国際柔道連盟は「美しくてスペクタクルな柔道」を志向。
11月末から行なわれたグランドスラム東京の際、来日した国際柔道連盟のビゼール会長は、すでにルール変更を示唆していた。
「伝統も重要ですが、時代は変化していっています。嘉納治五郎氏が時代に合わせて柔道を育てたように、時代に合わせ、柔道を発展させていかなくてはいけません」
また、こうも語っていた。
「一本が究極の目標である、美しくてスペクタクルな柔道を提示していかなければなりません」
ルールの変更を見ても、一本を取る柔道をより志向するという意図が込められているように受け取れる。

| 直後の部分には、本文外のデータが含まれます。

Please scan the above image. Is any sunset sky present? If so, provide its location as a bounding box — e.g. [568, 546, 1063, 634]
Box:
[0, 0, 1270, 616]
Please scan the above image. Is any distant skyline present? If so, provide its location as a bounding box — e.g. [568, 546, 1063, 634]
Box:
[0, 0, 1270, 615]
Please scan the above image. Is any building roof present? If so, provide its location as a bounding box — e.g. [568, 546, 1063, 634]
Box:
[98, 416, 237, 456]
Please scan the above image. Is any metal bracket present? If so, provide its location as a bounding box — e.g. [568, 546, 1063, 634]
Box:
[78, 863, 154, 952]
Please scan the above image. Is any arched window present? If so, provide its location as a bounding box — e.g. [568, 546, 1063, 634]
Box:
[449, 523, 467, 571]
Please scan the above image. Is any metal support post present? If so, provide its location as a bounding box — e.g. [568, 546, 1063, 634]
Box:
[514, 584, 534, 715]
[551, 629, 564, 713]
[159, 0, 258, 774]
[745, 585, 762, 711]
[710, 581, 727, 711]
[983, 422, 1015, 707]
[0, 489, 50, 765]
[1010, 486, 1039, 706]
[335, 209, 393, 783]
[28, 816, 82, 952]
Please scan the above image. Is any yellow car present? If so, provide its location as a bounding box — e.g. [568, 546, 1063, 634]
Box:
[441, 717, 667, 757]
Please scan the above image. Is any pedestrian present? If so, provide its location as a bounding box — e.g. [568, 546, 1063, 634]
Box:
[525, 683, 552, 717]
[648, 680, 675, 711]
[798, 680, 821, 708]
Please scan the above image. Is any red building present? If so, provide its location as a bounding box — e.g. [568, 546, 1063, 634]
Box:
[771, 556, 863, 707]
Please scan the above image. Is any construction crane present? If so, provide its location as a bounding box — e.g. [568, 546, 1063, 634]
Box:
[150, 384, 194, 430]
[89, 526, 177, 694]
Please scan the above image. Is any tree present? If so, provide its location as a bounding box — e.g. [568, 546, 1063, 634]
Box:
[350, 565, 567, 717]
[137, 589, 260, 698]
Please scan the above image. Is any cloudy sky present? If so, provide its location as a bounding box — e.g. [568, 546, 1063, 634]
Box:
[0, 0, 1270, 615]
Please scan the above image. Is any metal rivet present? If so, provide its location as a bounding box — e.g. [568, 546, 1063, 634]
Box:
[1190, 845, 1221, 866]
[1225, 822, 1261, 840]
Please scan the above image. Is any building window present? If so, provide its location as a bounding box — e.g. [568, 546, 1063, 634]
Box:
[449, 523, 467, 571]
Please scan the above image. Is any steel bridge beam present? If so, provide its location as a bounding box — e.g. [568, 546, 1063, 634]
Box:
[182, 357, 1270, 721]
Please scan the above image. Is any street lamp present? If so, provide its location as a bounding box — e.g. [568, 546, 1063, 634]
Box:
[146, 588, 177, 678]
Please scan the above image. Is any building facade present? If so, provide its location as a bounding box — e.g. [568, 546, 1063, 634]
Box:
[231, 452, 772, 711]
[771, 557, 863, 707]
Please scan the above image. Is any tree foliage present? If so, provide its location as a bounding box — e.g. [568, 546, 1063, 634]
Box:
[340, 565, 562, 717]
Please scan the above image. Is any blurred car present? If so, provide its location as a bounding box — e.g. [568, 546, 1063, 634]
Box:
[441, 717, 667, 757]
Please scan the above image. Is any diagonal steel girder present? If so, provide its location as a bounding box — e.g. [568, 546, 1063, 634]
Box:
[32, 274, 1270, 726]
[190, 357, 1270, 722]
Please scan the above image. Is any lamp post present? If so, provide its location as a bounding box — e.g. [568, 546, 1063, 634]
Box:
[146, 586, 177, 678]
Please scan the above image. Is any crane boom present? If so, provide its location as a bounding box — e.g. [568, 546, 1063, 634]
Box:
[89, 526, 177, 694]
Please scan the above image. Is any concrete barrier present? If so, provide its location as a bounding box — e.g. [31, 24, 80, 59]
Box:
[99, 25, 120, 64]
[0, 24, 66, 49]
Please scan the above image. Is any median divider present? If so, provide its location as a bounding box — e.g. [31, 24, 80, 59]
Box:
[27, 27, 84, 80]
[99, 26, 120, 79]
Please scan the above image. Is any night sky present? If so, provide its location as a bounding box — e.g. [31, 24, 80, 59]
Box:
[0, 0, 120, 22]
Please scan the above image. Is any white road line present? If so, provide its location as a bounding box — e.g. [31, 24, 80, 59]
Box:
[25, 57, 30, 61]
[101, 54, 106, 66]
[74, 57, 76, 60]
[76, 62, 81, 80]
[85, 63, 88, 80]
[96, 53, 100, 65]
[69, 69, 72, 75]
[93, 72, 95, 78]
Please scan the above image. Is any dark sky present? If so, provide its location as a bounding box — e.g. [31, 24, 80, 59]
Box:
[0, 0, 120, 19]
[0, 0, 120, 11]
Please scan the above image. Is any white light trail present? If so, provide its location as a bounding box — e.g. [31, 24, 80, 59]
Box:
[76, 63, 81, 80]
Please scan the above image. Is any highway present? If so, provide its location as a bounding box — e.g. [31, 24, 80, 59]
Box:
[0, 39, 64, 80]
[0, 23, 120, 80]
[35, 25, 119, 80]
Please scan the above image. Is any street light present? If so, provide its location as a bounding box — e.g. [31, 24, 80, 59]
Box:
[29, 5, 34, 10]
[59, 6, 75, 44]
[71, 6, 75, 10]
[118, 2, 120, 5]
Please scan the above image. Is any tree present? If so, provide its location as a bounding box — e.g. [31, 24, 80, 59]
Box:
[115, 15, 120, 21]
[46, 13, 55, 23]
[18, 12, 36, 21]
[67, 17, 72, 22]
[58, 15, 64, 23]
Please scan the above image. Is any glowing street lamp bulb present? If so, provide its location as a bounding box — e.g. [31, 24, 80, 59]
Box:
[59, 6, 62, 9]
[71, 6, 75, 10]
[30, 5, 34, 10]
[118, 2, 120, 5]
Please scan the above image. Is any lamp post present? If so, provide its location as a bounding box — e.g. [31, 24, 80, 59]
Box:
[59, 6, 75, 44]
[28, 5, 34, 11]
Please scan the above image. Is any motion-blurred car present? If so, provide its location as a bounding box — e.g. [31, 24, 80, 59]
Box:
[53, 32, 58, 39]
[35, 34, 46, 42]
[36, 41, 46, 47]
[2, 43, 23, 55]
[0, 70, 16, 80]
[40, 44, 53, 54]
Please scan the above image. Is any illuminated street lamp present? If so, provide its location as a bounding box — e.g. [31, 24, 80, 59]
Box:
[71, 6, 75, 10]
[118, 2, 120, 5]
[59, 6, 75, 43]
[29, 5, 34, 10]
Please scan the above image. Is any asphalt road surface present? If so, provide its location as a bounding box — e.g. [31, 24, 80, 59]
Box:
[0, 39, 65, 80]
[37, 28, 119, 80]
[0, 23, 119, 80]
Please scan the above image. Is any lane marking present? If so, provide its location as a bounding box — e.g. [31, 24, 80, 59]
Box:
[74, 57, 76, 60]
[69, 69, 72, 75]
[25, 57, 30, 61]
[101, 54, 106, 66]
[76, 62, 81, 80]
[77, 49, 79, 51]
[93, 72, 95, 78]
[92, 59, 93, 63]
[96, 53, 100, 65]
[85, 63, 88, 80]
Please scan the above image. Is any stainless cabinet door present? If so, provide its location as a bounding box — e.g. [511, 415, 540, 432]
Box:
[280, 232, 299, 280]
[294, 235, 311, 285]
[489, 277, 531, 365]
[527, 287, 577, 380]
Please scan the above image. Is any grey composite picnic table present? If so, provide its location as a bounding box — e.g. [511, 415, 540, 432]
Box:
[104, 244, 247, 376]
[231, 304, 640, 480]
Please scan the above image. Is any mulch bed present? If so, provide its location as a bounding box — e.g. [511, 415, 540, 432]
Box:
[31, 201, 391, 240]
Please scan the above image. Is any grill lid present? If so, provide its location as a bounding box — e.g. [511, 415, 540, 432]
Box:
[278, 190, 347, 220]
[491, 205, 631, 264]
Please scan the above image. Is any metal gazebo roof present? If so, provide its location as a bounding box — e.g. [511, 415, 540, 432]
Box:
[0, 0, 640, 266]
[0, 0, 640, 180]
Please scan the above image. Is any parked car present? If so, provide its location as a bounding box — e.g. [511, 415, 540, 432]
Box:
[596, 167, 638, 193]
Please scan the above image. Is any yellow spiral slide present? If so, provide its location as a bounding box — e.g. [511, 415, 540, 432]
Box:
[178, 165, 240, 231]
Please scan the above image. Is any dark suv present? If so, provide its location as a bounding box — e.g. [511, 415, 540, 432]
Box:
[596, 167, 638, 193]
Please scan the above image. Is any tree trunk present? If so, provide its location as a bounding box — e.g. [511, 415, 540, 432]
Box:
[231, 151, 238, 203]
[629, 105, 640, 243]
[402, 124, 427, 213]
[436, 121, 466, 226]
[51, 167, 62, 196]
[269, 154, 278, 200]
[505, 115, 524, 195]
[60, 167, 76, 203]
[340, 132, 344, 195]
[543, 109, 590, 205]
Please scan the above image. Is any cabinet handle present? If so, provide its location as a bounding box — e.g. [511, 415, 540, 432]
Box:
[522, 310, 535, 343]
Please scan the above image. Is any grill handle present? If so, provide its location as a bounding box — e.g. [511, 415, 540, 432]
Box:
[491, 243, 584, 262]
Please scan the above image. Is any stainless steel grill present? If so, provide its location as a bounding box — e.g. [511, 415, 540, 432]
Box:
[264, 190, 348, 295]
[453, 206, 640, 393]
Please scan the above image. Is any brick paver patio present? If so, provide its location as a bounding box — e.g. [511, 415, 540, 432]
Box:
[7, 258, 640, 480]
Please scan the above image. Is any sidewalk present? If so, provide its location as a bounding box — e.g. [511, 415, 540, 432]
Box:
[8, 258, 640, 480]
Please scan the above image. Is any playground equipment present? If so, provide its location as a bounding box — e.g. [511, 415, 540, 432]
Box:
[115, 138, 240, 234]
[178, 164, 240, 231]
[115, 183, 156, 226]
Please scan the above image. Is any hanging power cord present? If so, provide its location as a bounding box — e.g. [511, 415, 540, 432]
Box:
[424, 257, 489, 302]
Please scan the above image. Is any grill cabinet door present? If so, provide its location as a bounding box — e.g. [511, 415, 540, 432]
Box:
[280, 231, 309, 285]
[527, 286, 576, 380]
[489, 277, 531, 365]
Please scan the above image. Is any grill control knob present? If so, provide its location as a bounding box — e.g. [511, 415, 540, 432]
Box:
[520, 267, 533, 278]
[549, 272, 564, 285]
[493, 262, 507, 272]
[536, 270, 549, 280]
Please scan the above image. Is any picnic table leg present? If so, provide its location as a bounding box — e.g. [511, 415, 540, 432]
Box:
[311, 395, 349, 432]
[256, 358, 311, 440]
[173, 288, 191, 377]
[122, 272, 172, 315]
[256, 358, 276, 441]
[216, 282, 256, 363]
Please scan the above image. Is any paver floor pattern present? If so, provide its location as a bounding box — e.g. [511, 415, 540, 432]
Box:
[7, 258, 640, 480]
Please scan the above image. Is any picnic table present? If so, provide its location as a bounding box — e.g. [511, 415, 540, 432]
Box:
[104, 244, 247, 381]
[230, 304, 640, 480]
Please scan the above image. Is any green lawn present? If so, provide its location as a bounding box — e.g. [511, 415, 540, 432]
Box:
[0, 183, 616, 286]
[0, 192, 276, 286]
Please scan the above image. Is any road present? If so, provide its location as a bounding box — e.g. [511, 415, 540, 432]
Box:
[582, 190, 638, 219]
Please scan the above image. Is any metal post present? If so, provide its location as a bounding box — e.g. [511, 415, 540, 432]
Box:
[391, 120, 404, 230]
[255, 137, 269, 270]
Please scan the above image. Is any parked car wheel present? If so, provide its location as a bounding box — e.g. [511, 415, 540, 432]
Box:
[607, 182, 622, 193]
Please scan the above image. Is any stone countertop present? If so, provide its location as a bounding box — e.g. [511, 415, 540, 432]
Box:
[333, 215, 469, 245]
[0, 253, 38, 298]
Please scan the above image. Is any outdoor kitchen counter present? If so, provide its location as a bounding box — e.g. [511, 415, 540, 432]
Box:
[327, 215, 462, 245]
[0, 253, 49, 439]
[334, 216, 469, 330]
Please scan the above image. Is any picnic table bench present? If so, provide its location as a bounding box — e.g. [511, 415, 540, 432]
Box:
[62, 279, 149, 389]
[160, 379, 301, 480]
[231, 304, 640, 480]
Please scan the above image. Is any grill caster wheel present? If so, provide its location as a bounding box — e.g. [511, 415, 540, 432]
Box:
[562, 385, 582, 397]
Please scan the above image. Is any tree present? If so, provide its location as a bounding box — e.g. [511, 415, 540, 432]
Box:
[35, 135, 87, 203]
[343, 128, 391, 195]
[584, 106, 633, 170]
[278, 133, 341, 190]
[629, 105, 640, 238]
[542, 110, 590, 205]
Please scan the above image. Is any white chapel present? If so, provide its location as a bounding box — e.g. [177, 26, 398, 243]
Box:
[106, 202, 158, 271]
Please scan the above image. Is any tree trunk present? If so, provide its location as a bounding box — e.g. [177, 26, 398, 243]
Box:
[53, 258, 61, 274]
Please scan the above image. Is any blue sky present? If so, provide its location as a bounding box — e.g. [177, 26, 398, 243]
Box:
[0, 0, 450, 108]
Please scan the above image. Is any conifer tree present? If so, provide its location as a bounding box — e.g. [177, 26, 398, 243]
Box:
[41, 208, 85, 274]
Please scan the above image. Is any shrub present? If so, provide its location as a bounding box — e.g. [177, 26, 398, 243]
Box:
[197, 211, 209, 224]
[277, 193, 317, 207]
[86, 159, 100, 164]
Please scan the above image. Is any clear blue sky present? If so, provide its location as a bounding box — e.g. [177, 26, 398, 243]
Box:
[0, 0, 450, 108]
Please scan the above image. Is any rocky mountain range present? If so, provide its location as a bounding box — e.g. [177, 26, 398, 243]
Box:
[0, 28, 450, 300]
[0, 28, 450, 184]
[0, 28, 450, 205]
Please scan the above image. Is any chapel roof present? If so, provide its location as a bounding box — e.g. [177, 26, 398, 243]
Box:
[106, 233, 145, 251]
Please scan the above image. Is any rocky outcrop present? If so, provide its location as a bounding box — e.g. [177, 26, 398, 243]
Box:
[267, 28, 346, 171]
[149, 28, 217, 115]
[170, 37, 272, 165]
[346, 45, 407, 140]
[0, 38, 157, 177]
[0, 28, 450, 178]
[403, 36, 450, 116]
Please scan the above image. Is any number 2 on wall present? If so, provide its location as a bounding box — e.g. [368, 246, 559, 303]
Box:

根底には、柔道の、広い意味での発展を目指す強い意志がある。
以前から国際柔道連盟は、柔道の地位をよりメジャーにしようとしてきた。ビジネスの機会を広げる狙いもある。そのために、ランキング制度の実施や、国際大会の格付けの整理を行ない、世界選手権の毎年の開催などを取り入れてきたし、オリンピックでの団体戦の採用も目指している。
こう着状態が少ない、エキサイティングな柔道をめざす。
一方で、柔道の普及に伴い競技として成熟するにつれ、拮抗した試合が増えもした。駆け引きも進化している。
だからか、ロンドン五輪では、ふだんはあまり柔道を見ない人々から、「試合が面白くなくなった」という声も少なからずあった。
競技のレベルが上がれば、容易に投げが決まらないのはやむを得ない面である。国内での試合も同様だ。それを「拮抗」と取るか、「停滞」と取るか、それは見る人の視線による。
ビゼール会長も、ロンドン五輪を振り返ってこう語った。
「ロンドン五輪は成功でした。一方でストレスもあった」
そして五輪後、討議を重ねてきた結果が今回の変更である。「より見栄えのする柔道」を、ということである。